David Keene Endorses Romney

Chris Cillizza has more. Although Keene’s name might not mean much to the average voter, as longtime head of the American Conservative Union, he is one of the most well-connected and well-respected conservative leaders in Washington. Cillizza says he will work to convince “my fellow conservatives that if we are serious about electing a conservative president in 2008, it’s time to unite behind his candidacy.”

Debating The YouTube Debate

After last night, can we finally put to rest the argument of my tech-savvy conservative friends that somehow Republicans need to participate in YouTube debates? It confirmed all of my worst fears. Amateur questions reflecting a clear liberal bias that demeaned the political process as well as those who seeking the nation’s highest office. Cartoon characters, guitarists, and a questioner who is part of the Clinton campaign. No discussion of Iran, problems in Pakistan, the Annapolis conference, etc. It was an absolute debacle, and I really hope this experiment is over.

Closing Thoughts

The defining moment of the debate was the Romney vs. Rudy exchange on immigration, and I thought Romney came off better once Giuliani went with the “Sanctuary Mansion” line. Not only did the argument lack substance, but it came off as a cheap shot. Giuliani’s answer on guns, which triggered boos, will also not help. Once he said he supported “reasonable” restrictions on gun ownership, especially given his past record, I’m sure a lot of conservatives thought “liberal gun-grabber.” His answers on most other questions were solid, and he forced Romney to retreat on his crime record, but I think in the moments that were most memorable, the ones that are likely to be rebroadcast, he came off poorly. He was off his game tonight.

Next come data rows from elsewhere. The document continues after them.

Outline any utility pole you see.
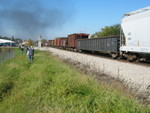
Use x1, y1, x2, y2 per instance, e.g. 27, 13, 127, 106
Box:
10, 27, 14, 47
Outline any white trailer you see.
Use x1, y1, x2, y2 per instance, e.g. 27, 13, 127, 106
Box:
120, 6, 150, 61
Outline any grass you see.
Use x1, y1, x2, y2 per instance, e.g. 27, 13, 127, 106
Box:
0, 49, 149, 113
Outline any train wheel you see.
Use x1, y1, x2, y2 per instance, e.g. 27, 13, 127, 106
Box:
126, 54, 137, 62
78, 50, 82, 53
111, 53, 118, 59
127, 58, 133, 62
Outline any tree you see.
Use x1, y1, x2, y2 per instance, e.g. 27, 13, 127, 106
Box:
28, 39, 34, 46
14, 38, 22, 43
91, 24, 120, 38
41, 39, 47, 43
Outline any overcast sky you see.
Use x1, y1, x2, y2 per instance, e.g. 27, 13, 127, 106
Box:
0, 0, 149, 40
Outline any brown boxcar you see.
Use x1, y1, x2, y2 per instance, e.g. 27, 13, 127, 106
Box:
60, 38, 68, 47
57, 38, 61, 46
54, 39, 57, 46
54, 37, 68, 47
47, 40, 54, 47
54, 38, 59, 46
68, 33, 89, 48
54, 38, 63, 47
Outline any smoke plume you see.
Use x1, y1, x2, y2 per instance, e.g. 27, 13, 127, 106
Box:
0, 0, 73, 39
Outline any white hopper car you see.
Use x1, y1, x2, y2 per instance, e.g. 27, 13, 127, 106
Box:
120, 6, 150, 61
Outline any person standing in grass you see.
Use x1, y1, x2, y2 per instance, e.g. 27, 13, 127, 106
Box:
20, 45, 24, 54
26, 46, 29, 54
28, 46, 34, 63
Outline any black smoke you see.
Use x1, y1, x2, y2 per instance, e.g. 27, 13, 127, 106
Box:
0, 0, 73, 39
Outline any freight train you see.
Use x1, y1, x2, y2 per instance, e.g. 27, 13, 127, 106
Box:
46, 6, 150, 62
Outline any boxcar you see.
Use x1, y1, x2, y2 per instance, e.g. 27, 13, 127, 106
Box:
68, 33, 89, 49
47, 40, 54, 47
77, 36, 120, 58
54, 38, 61, 47
54, 39, 57, 46
60, 38, 68, 47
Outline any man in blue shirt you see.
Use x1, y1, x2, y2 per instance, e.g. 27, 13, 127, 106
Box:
28, 46, 34, 63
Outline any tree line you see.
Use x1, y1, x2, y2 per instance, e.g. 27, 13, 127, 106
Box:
90, 24, 120, 38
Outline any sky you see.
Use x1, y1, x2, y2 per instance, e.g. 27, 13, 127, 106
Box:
0, 0, 149, 40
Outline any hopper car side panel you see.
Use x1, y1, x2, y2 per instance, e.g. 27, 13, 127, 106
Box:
77, 36, 120, 53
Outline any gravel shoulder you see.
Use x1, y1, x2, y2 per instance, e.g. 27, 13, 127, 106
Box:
37, 47, 150, 104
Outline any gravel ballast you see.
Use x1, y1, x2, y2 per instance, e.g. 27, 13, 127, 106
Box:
38, 47, 150, 102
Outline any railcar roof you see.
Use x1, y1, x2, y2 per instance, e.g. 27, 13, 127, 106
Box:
68, 33, 90, 36
124, 6, 150, 17
0, 39, 15, 43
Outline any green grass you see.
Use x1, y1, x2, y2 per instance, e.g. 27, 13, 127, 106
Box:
0, 49, 149, 113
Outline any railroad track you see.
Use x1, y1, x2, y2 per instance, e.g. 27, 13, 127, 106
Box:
55, 47, 150, 67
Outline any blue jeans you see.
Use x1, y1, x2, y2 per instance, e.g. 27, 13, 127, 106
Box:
28, 55, 34, 63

For part of the debate, I thought Romney came off quite well, both in his initial exchange with Rudy and doing a better job of deflecting the flip-flopper charge on abortion. But I thought he got crushed by McCain on the torture question, though as I stated, he may benefit from the fact that the Republican base agrees with him. On the bible and South Carolina flag questions, I thought he stumbled, and reinforced the impression that he can’t take a firm position on anything.

McCain had a strong showing, and when it comes to defending the war in Iraq, there’s nobody who can do it better. Even if you disagree with him on his position on torture, it’s hard not to respect where he’s coming from. He also came accross as a real grown up on the stage. Personally, I go back and forth regarding my position on waterboarding of terrorist suspects, but when I hear McCain make his case, it’s hard to disagree with him. The trouble is, McCain still seems to rub a lot of conservative voters the wrong way. At the Values Voters Summit, I thought he gave a masterful speech, during which he made an emotional case against torture, but the audience members I spoke to after had a different view.

Mike Huackabee had another solid performance, and he continues to win the likability primary. His exchange with Romney on education, I think, represented the kind of Main St. vs. Wall St. campaign he’s going for, and I thought he got the better of it.

I’m not sure if it was a great move for Fred Thompson to go negative in his candidate video, but his “I just wanna give my buddies here a little more airtime” line was nice. His answers on entitlements were also solid. But I thought he was overshadowed by all of the other action on the stage.